FIFA apologise to Brazil to defuse WC row
13:45 AEST Wed Mar 7 2012
Football's governing body FIFA apologised to Brazil on Tuesday in a bid to defuse a blazing row over criticism of the country's lagging preparations for the 2014 World Cup.
FIFA secretary general Jerome Valcke ignited the controversy on Friday when he suggested the Brazilian organisers needed a "kick up the backside".
That drew a sharp rebuke from Brazil, with Sports Minister Aldo Rebelo saying Valcke would no longer be welcome as a FIFA spokesman.
On Tuesday, FIFA President Sepp Blatter stepped in to calm the row, offering an apology over Valcke's remarks which Brazil - Latin America's dominant power and the world's sixth largest economy - perceived as an affront.
"Both as FIFA president and personally, I would like to apologise to all those - above all the Brazilian government and President Dilma Rousseff - who feel that their honour and pride has been injured," he said in a letter sent to Rebelo.
"We have a common goal - the organisation of an extraordinary World Cup in the land of football, in the land of champions," he added.
"Brazil deserves to host the World Cup and the entire world is looking forward to it."
Blatter also said he would like to meet Rousseff and Rebelo "as soon as possible, ideally next week" to defuse the row.
FIFA have for months expressed concern in varying degrees over the extent to which preparations - renovation or construction of stadiums as well as infrastructure projects - are on track for the first World Cup in Brazil since 1950.

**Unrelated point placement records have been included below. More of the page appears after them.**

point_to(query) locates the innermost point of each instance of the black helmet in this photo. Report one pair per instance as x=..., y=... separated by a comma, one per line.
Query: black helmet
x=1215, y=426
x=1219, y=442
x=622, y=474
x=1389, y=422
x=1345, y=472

Earlier, Valcke himself offered his own apology in a letter to Rebelo, saying he "profoundly regretted that an incorrect interpretation" of his comments had triggered such an angry response from the host country.
"I would like to present my apologies to everyone who was offended by my comments," said Valcke, a French national.
He explained that in French, the phrase "se donner un coup de pied aux fesses" (to give someone a kick up the backside) only meant "to pick up the pace". The translation into Portuguese used a stronger expression, he added.
"I don't understand why things are not moving. The stadiums are not on schedule anymore and why are a lot of things late?", Valcke said on Friday.
Also on Tuesday, a legislative panel approved a bill sought by FIFA since 2007 that would notably lift a ban on beer sales in stadiums during the World Cup, according to congressional sources.
The bill must be endorsed in plenary session by both houses of Congress before being signed by Rousseff.
Sales of alcoholic beverages in sports arenas have been banned in Brazil since 2003, but the bill would create an exception, allowing beer to be sold in plastic cups at World Cup matches.
FIFA has an agreement with its sponsor, the US-based Anheuser-Busch brand Budweiser, and prohibiting beer sales would cut into the football organisation's revenues from the games.
The bill would also authorise 300,000 low-cost tickets for students and underprivileged recipients of the government's welfare programs.
Candido Vaccarezza, the government leader in the lower house, told reporters he expected the two houses of Congress to pass the legislation on Wednesday.